I do have a question concerning data. In the past, I have imported dataframes on startup, and used filters to display the data I want. I now have a process that is rather complex. It doesn’t require a lot of data to load, but has a lot of little program steps to mold the data for display. I have created an object that includes the main dataframe, and some pre-defined methods for filtering, projections, and other data manipulation.
Running methods on the object in the callbacks has worked locally. I also have tried initializing a new object in each callback and a hidden div to store a filter element. Both seem to run fine on my local machine.
That being sad, my question is which is the proper way to do this? The object is too complex to store in a hidden div. I have concerns that even if there is only one object, it will behave differently if a new thread is started during one of the callbacks. Would it be possible/advisable to store the object as a pickle object?
The key is ensuring that your callbacks don’t mutate any observable properties of global variables. The two main scenarios, to figure out if this object mechanism you’ve created is safe:
What happens if two people are using your app simultaneously, firing callbacks to the same server? Will each one see the app acting the same as if the other were not there? Imagine the first user gets halfway through their analysis when the second user opens the app and starts firing callbacks - will the second user have all the same options available as the first? Will the first be able to continue, unaware of the second user?
What happens if subsequent callbacks from a single user are handled by different server processes? This could happen either because you started multiple worker processes (that do not communicate with each other), or because the original server process was halted and restarted in the middle of the user’s analysis.
What this means in practice is that each callback needs to be given (as arguments) all the information it needs in order to reconstruct the filtering/projection/manipulation state. Where there’s room for optimization is in caching the results of these operations, as described in https://dash.plot.ly/performance. The easy way to do this is within one server process, using something like @functools32.lru_cache. But that isn’t shared across server processes. Better is to use a cross-process cache like Flask-Caching; this can, if done carefully, also allow you to just use a uuid or a hash as cache key, which can be a big help if the info to recreate that state is very large.
With this app, there is very low risk of it being used by two people at once. It consists of two dashboards.

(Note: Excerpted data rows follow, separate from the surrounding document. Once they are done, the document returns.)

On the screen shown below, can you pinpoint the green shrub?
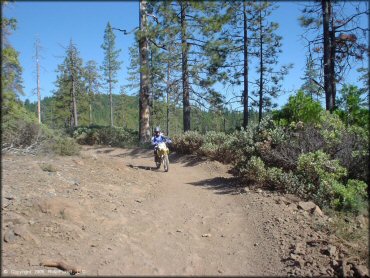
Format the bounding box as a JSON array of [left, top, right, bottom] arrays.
[[172, 131, 204, 154], [266, 167, 300, 192], [198, 131, 236, 163], [40, 163, 58, 172], [238, 156, 267, 186], [273, 91, 323, 125], [331, 180, 367, 213], [297, 151, 347, 206]]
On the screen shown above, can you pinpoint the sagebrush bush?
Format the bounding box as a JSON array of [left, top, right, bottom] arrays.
[[331, 180, 368, 213], [238, 156, 267, 186], [51, 136, 81, 156], [198, 131, 235, 163]]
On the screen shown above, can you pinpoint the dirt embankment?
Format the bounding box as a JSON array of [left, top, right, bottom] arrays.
[[2, 147, 367, 276]]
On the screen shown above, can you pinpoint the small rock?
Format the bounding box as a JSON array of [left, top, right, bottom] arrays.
[[330, 260, 339, 268], [290, 254, 304, 268], [28, 258, 40, 266], [4, 230, 15, 243], [288, 203, 297, 211], [353, 264, 369, 277], [241, 187, 249, 193], [293, 242, 306, 255], [298, 201, 316, 211], [356, 214, 367, 228]]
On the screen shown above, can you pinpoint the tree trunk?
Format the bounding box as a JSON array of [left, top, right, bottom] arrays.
[[258, 8, 264, 123], [139, 0, 150, 143], [243, 1, 249, 128], [36, 40, 41, 124], [321, 0, 334, 111], [72, 76, 78, 127], [166, 62, 171, 136], [181, 1, 190, 132], [109, 80, 113, 126], [89, 103, 92, 125]]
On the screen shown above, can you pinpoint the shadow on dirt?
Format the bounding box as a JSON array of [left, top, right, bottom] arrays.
[[188, 177, 242, 195]]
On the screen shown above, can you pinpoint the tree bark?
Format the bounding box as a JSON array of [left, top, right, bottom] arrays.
[[180, 1, 190, 132], [36, 40, 41, 124], [321, 0, 334, 111], [330, 14, 336, 111], [166, 62, 171, 136], [258, 8, 264, 123], [72, 75, 78, 127], [243, 1, 249, 128], [139, 0, 150, 143]]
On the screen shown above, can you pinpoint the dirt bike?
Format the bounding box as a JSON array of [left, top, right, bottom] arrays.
[[155, 143, 170, 172]]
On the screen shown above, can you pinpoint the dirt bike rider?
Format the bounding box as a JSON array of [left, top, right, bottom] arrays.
[[152, 126, 171, 162]]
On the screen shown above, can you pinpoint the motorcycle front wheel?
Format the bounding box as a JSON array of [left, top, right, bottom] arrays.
[[163, 155, 170, 172]]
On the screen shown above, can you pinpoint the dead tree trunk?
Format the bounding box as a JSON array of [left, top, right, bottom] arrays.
[[321, 0, 334, 111], [243, 1, 249, 128]]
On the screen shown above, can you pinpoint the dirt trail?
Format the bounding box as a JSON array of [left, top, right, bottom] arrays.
[[2, 147, 364, 276]]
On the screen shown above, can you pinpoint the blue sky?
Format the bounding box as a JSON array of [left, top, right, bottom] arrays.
[[3, 1, 367, 109]]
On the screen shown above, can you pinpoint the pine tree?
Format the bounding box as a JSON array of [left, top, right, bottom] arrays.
[[222, 1, 255, 128], [84, 60, 101, 125], [149, 1, 230, 131], [54, 40, 86, 128], [249, 2, 291, 122], [301, 54, 322, 101], [1, 17, 24, 117], [101, 22, 121, 126]]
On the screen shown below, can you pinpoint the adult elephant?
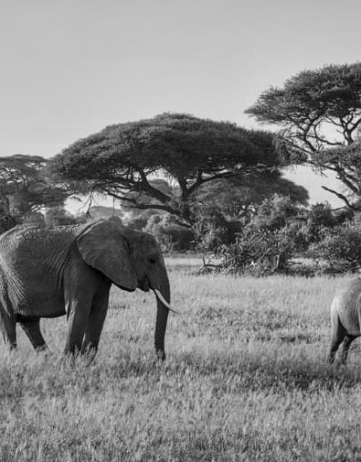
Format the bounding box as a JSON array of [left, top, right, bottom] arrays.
[[327, 277, 361, 364], [0, 217, 176, 359]]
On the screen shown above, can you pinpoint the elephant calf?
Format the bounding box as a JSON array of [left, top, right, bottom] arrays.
[[327, 277, 361, 364], [0, 217, 176, 358]]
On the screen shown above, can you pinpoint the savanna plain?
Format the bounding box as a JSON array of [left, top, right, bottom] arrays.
[[0, 257, 361, 462]]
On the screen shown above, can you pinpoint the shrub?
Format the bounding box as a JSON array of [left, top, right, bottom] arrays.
[[219, 226, 294, 276], [309, 223, 361, 271]]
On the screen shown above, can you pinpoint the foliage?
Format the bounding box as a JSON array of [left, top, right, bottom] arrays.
[[51, 114, 280, 225], [0, 154, 68, 232], [219, 225, 294, 276], [197, 172, 309, 224], [251, 194, 300, 231], [246, 63, 361, 209], [309, 222, 361, 272]]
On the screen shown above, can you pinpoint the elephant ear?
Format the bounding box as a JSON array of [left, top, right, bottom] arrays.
[[77, 220, 138, 290]]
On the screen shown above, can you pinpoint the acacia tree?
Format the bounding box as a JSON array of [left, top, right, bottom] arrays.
[[0, 154, 69, 231], [193, 171, 309, 223], [50, 114, 280, 226], [245, 63, 361, 209]]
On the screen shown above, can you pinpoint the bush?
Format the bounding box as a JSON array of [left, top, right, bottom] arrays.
[[143, 214, 194, 252], [309, 223, 361, 272], [218, 226, 294, 276]]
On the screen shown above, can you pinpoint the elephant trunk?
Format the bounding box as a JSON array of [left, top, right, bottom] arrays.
[[154, 270, 170, 359]]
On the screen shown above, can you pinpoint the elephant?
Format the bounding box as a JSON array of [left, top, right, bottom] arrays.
[[0, 217, 175, 359], [327, 277, 361, 364]]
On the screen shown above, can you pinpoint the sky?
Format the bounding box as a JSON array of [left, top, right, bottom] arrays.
[[0, 0, 361, 204]]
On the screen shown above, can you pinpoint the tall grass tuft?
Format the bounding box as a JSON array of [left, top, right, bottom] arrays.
[[0, 262, 361, 462]]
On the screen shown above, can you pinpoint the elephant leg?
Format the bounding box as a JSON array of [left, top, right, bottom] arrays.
[[0, 305, 17, 349], [64, 300, 91, 355], [81, 290, 109, 355], [327, 320, 346, 364], [340, 334, 357, 364], [19, 319, 47, 350]]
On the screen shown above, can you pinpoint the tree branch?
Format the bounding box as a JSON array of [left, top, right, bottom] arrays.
[[321, 186, 359, 211]]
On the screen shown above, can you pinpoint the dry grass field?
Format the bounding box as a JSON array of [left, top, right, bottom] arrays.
[[0, 254, 361, 462]]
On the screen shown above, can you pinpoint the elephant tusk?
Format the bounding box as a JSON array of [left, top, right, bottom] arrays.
[[153, 289, 180, 314]]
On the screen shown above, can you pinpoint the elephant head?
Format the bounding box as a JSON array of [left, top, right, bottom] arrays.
[[77, 217, 178, 359], [0, 217, 176, 359]]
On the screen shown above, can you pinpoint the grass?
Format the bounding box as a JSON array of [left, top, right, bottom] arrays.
[[0, 259, 361, 462]]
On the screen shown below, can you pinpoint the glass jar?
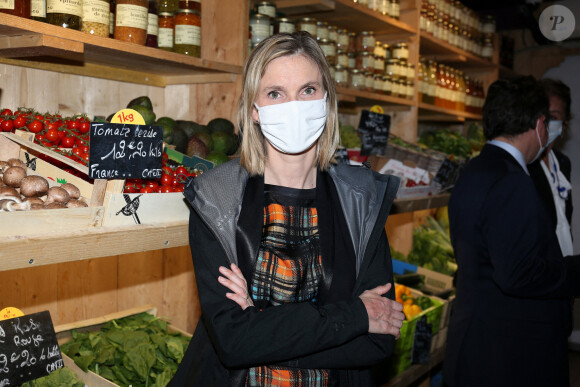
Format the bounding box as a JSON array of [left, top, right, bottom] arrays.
[[47, 0, 82, 31], [114, 0, 149, 46], [249, 13, 271, 47], [146, 0, 159, 48], [316, 21, 328, 40], [31, 0, 46, 22], [392, 43, 409, 60], [274, 17, 296, 34], [334, 64, 348, 86], [318, 38, 336, 66], [297, 17, 318, 39], [173, 9, 201, 58], [81, 0, 111, 38], [349, 69, 365, 90], [356, 31, 376, 53], [157, 12, 175, 51], [356, 51, 375, 72], [0, 0, 30, 18]]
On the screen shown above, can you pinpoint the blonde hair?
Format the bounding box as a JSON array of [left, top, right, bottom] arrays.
[[238, 31, 340, 175]]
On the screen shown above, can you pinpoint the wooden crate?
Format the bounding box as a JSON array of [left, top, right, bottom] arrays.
[[54, 305, 192, 387], [0, 133, 123, 237]]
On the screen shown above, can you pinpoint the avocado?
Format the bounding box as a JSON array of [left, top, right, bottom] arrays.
[[207, 118, 235, 134], [127, 95, 153, 111]]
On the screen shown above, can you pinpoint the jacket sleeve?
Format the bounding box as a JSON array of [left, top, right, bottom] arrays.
[[189, 211, 368, 368], [278, 229, 395, 369]]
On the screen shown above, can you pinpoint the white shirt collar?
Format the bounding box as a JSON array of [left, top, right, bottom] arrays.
[[487, 140, 530, 175]]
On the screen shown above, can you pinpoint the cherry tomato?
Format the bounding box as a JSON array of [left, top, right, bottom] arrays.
[[0, 119, 14, 132], [26, 119, 44, 133]]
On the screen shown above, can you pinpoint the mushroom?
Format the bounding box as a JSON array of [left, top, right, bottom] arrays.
[[20, 175, 48, 197], [44, 187, 70, 208], [66, 199, 88, 208], [2, 166, 26, 188], [60, 183, 81, 199]]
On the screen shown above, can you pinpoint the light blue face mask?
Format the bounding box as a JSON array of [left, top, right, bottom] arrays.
[[546, 120, 562, 146]]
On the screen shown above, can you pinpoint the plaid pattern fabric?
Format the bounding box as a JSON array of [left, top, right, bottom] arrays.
[[246, 185, 329, 387]]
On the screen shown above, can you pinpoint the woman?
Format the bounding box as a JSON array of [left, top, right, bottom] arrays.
[[172, 32, 403, 386]]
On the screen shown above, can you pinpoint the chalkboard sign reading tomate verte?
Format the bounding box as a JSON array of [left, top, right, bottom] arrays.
[[89, 122, 163, 179], [0, 311, 63, 387]]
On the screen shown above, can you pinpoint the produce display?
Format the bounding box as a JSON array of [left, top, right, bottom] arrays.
[[60, 313, 190, 387], [20, 367, 85, 387], [0, 159, 87, 212]]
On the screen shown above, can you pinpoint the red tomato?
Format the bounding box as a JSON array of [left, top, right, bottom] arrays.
[[26, 119, 44, 133], [0, 119, 14, 132], [60, 136, 75, 148]]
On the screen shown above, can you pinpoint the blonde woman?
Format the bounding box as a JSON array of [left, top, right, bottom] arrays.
[[172, 32, 403, 386]]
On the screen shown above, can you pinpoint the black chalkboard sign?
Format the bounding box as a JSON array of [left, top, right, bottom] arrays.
[[89, 122, 163, 179], [358, 110, 391, 156], [411, 316, 432, 364], [0, 311, 63, 386]]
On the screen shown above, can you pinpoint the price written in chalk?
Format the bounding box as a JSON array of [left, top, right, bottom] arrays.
[[0, 311, 63, 387], [89, 122, 163, 179]]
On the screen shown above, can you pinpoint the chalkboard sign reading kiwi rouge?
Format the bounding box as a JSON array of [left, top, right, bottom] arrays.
[[358, 110, 391, 156], [89, 122, 163, 179], [0, 311, 63, 387]]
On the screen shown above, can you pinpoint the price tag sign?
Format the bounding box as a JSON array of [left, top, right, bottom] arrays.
[[0, 311, 63, 386], [89, 122, 163, 179], [358, 110, 391, 156]]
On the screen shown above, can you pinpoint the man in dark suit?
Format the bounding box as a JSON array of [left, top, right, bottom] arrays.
[[443, 77, 580, 387]]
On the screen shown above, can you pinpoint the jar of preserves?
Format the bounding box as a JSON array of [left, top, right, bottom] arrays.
[[334, 64, 348, 86], [173, 9, 201, 58], [356, 31, 376, 53], [157, 12, 174, 51], [318, 38, 336, 66], [47, 0, 82, 31], [146, 0, 159, 48], [349, 69, 365, 90], [249, 13, 271, 47], [114, 0, 149, 46], [297, 17, 318, 38], [81, 0, 111, 38], [316, 21, 328, 40], [356, 51, 375, 72], [274, 17, 296, 34]]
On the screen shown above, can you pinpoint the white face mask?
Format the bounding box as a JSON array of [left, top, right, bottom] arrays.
[[546, 120, 562, 146], [254, 93, 326, 154]]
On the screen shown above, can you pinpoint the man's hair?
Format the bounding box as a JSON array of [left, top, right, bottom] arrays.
[[238, 31, 340, 175], [538, 78, 572, 121], [483, 76, 550, 140]]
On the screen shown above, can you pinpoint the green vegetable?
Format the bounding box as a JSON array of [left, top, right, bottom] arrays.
[[61, 313, 190, 387]]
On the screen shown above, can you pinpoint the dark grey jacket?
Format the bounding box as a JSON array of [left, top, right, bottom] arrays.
[[171, 160, 399, 386]]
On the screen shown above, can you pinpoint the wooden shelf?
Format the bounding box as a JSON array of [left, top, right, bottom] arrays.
[[0, 14, 242, 87], [419, 31, 498, 70], [419, 102, 482, 122], [276, 0, 417, 35]]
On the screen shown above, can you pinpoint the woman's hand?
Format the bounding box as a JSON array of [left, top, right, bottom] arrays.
[[218, 263, 254, 310], [359, 283, 405, 339]]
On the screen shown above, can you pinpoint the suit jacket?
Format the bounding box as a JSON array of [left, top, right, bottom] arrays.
[[444, 144, 580, 387], [528, 149, 573, 235]]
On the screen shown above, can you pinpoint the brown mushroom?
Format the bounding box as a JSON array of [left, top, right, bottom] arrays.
[[20, 175, 48, 197], [2, 166, 26, 188], [60, 183, 81, 199], [44, 187, 70, 205]]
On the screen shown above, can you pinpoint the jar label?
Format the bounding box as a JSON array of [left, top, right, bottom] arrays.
[[175, 24, 201, 46], [30, 0, 46, 17], [147, 13, 159, 35], [157, 27, 173, 48], [46, 0, 83, 17], [83, 0, 110, 25], [116, 4, 148, 30]]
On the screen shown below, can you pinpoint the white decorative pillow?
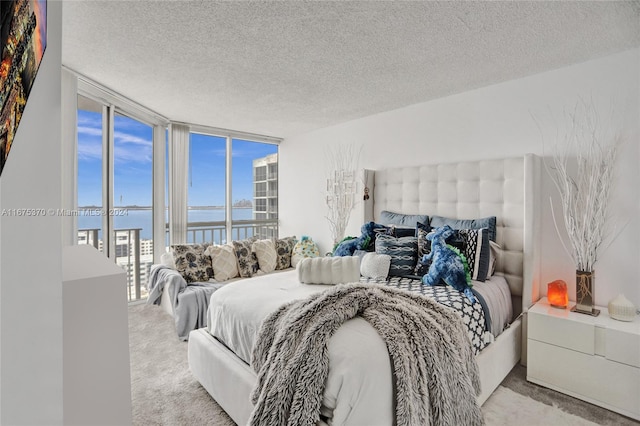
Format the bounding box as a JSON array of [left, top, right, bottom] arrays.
[[160, 253, 176, 269], [360, 253, 391, 280], [252, 240, 278, 274], [205, 245, 238, 281], [487, 241, 502, 277]]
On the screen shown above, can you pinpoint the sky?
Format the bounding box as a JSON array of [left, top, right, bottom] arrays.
[[78, 110, 277, 207]]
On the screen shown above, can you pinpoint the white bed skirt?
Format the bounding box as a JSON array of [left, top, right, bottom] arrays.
[[188, 317, 522, 426]]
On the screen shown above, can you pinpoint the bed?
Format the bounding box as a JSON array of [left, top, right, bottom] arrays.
[[188, 155, 540, 424]]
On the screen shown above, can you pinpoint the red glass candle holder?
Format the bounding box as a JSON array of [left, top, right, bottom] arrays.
[[547, 280, 569, 309]]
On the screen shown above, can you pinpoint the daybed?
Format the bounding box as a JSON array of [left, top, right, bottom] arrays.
[[146, 237, 297, 340], [188, 155, 539, 425]]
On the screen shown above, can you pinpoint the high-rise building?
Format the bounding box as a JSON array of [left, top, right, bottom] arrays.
[[253, 153, 278, 238]]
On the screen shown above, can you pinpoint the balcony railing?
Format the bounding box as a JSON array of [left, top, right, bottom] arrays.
[[78, 219, 278, 302], [78, 228, 147, 302], [172, 219, 278, 244]]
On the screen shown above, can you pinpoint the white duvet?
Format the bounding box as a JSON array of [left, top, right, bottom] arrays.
[[207, 269, 511, 426], [207, 270, 394, 426]]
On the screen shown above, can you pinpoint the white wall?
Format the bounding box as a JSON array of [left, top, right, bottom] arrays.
[[279, 49, 640, 306], [0, 1, 62, 425]]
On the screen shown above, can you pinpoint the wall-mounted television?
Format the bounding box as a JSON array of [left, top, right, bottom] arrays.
[[0, 0, 47, 174]]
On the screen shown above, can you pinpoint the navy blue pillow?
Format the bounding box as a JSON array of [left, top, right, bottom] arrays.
[[429, 216, 496, 241], [376, 234, 418, 276]]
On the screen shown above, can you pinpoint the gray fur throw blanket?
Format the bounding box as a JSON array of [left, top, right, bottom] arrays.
[[249, 283, 484, 426]]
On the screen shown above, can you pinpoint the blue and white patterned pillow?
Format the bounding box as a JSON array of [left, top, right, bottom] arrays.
[[376, 234, 418, 276], [458, 228, 491, 281]]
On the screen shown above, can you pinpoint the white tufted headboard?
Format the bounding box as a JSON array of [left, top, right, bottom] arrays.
[[364, 154, 540, 313]]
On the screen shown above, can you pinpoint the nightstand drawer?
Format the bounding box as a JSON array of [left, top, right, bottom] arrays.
[[605, 329, 640, 367], [528, 307, 595, 355]]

The first dashboard takes an excel file by drag-and-drop, formats the headers, and stores the data in a local sqlite3 database.
The second dash reads the data as an entire table from sqlite3. This is brought into a class that takes the table as a dataframe, and has a series of methods that creates a number of attributes, including other dataframes that are all stored in the object. The filters are changed via a dropdown control, and a few tables and one graph are changed. Right now, I call the object and apply the filter in each callback. I have one button that will export the data on the screen to an excel workbook.
At the end of a session, all data is lost (other than if the user saves an excel file). The information is not expected or desired to be persistent outside of the context of a single user running a single session.
In addition, it is all run inside a docker container, which would be single use.
The reason for using the sqlite database, is in time this will pull directly from another database, and I wanted to have the workflow in place. The first dash will become redundant and be discarded.
So, in a long-winded way, thank you for the advice. I will continue with the version that puts the object in each call back with its own set of filters.